The main goal of monetary policy is

The main goal of monetary policy is

Group of answer choices

a. to equalize income disparity among citizens of the United States with Congress passing an increase in the federal minimum wage.

b. to control the amount of public debt sold to foreign states with the Executive Office of the President determining interest rates on government backed securities.

c. to control the interest rates on money lent to foreign states with the International Monetary Fund authorization.

d. to expand the government’s revenue base so as to reduce the deficit with the Internal Revenue Service collecting more taxes.

e. to affect how much money is available to businesses and banks with the Federal Reserve Board using interest rates as the primary tool.

The correct answer and explanation is:

The correct answer is e. to affect how much money is available to businesses and banks with the Federal Reserve Board using interest rates as the primary tool.

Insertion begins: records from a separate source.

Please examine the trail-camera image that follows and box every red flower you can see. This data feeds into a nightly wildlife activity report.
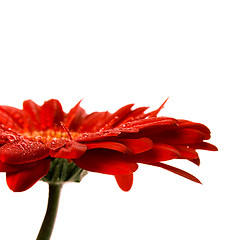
[0,99,217,191]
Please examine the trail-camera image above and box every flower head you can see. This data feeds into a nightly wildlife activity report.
[0,99,217,191]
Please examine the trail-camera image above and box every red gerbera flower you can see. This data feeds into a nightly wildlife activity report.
[0,99,217,191]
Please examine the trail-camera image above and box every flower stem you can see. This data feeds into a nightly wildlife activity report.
[37,183,62,240]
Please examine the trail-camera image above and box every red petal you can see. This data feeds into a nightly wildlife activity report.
[0,161,38,173]
[179,120,211,140]
[101,104,134,129]
[23,100,41,129]
[189,142,218,151]
[6,159,51,192]
[73,149,138,175]
[145,98,168,117]
[174,146,198,160]
[0,139,49,164]
[149,163,201,183]
[0,106,24,130]
[65,101,87,131]
[129,144,180,163]
[40,99,65,130]
[115,174,133,192]
[86,142,132,154]
[50,140,87,159]
[79,112,110,132]
[119,138,153,154]
[155,128,205,145]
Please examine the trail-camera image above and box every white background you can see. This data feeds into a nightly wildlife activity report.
[0,0,240,240]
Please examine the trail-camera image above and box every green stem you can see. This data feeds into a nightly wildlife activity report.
[37,183,62,240]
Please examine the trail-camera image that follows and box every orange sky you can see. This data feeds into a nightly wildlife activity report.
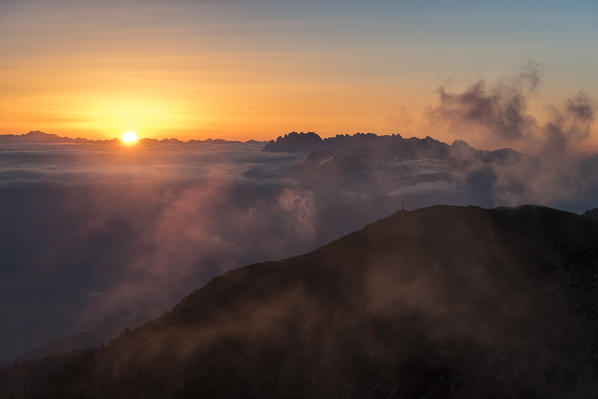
[0,0,598,150]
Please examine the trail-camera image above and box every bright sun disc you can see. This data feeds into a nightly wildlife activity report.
[123,132,137,144]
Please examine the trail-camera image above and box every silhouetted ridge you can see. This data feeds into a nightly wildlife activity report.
[583,208,598,219]
[0,206,598,398]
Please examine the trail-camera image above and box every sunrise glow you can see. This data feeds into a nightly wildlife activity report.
[122,131,138,144]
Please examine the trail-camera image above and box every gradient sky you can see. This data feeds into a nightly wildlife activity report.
[0,0,598,143]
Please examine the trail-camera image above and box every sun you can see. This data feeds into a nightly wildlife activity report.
[122,131,138,144]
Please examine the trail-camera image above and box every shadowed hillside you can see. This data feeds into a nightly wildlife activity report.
[0,206,598,398]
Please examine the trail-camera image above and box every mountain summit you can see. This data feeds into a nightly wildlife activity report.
[0,206,598,398]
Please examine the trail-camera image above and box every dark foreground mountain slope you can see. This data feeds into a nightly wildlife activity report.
[0,206,598,398]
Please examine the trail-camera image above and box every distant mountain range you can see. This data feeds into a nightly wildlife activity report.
[0,130,265,145]
[264,132,523,162]
[0,206,598,399]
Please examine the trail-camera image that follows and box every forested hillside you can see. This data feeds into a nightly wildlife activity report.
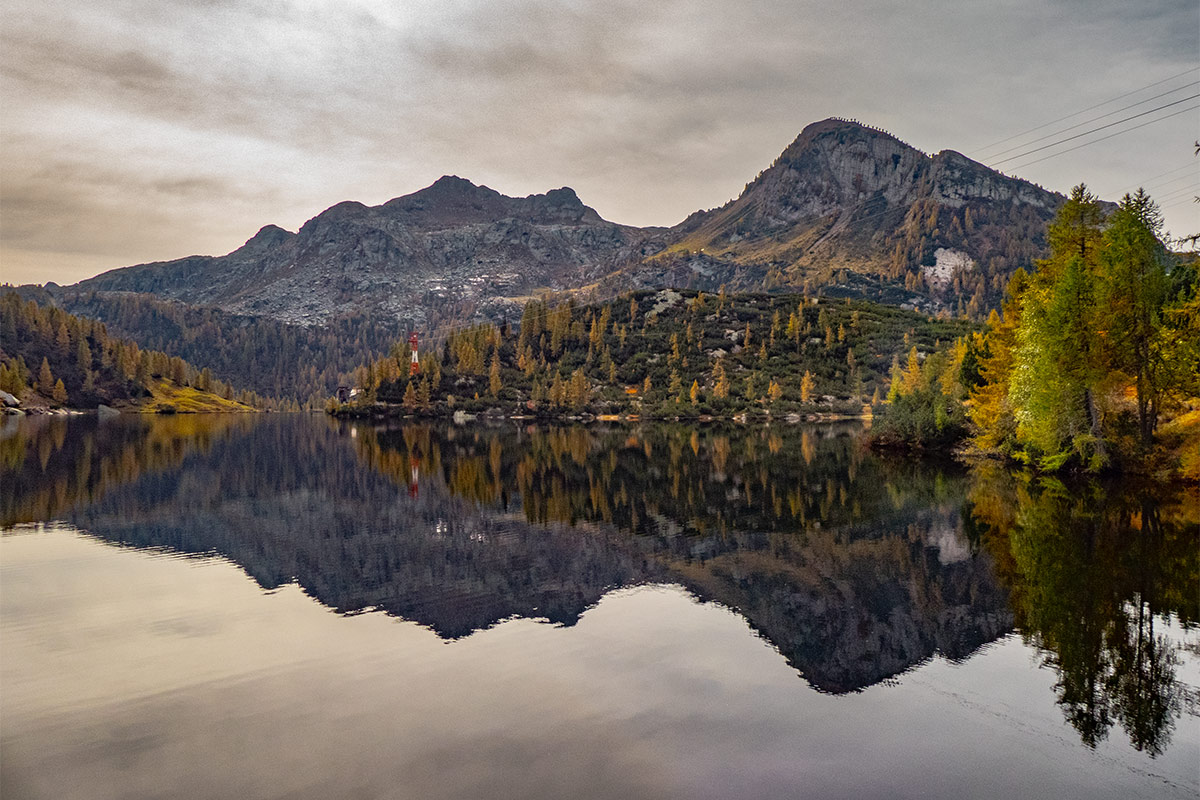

Monetary policy is a tool used by a country’s central bank, in this case, the Federal Reserve in the United States, to control the supply of money in the economy. The primary goal of monetary policy is to promote economic stability by managing inflation, reducing unemployment, and ensuring sustainable economic growth. The Federal Reserve uses several mechanisms to achieve this, with one of the most important being the control of interest rates.

Interest rates influence the cost of borrowing money. When the Federal Reserve raises interest rates, borrowing becomes more expensive, which typically slows down economic activity by reducing consumer spending and business investment. Conversely, when interest rates are lowered, borrowing becomes cheaper, which stimulates economic activity by encouraging spending and investment.

Another key element of monetary policy is the adjustment of the money supply. The Federal Reserve can increase or decrease the money supply by engaging in open market operations, where it buys or sells government securities. This has the effect of either injecting or withdrawing money from the banking system, which in turn influences the liquidity available to businesses and individuals.

The Federal Reserve can also set reserve requirements for banks, which determine the amount of money that banks must hold in reserve rather than lending out. By adjusting these requirements, the Fed can control how much money is circulating in the economy.

In short, the main goal of monetary policy is to manage economic conditions by influencing the availability of money and credit, primarily through the manipulation of interest rates.